С тобой я сейчас не хочу говорить особенно сильно.

Вытащив из кармана флешку, Елисеенко так свирепо помахал ею в воздухе, словно именно кусок пластмассы был неоспоримым доказательством его слов. Студенты суетливо покидали зал, громогласно переговариваясь и подбивая его рюкзак.

Не толкайтесь. Не шумите. Исчезните.

Артур приблизился, и стало ещё заметнее, что вчера он в который раз смешивал отбеливатель с бурбоном отдыхал душой.

– Ну, позже подтягивайся в столовку, – хлопнув его по плечу, просипел Варламов. – На форточке пожрём, а на социологии поспим.

Они вывалились в коридор, и поток лиц вокруг стал ещё смазаннее.

Этот чёртов главный корпус был просто адом.

Рассеянно отыскивая выход на лестницу, Свят увидел на двери одного из кабинетов карту средневековой Великобритании. А чуть левее от неё…

Главный корпус был адом, да.

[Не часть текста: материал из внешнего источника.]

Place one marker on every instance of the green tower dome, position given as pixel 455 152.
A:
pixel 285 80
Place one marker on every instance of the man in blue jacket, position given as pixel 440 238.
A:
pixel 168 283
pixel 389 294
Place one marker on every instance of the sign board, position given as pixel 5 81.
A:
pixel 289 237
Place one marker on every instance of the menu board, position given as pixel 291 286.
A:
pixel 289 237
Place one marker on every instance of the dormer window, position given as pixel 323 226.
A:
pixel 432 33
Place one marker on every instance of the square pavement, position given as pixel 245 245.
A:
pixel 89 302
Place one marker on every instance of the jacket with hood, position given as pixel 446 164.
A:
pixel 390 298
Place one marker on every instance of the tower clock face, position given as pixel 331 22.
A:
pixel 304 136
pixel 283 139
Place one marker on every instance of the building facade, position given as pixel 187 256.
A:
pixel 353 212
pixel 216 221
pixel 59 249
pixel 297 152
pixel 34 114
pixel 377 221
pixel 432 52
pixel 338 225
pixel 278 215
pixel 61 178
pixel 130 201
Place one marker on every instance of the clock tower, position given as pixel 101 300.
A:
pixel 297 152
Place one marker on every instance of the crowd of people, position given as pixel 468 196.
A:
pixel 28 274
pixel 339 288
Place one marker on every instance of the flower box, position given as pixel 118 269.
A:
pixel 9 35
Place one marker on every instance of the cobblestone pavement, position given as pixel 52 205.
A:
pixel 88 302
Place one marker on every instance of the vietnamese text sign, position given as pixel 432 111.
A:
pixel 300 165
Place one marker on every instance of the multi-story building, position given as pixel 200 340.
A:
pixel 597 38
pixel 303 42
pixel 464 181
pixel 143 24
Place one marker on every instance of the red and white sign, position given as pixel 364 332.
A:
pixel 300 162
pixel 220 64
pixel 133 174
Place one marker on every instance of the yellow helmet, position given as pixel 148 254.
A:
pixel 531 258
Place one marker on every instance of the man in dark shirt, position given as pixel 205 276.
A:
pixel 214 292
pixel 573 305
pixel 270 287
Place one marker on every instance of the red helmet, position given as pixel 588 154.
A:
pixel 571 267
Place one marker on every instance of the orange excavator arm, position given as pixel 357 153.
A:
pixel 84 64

Но кое-что всё же этого стоило.

– Кстати, узнал настоящий номер той кудрявой и её подруги, что названивали тебе с чужих номеров, – бубнил Варламов, суетливо подталкивая его в спину. – Разведчицы.

Её рюкзак тоже подбивали. И она тоже морщилась.

Как восхитительно смотрится бирюзовый рюкзак рядом с белой рубашкой. Резко развернувшись, Свят протянул Варламову ладонь, краем глаза наблюдая за бирюзовым рюкзаком дверью с картой Великобритании.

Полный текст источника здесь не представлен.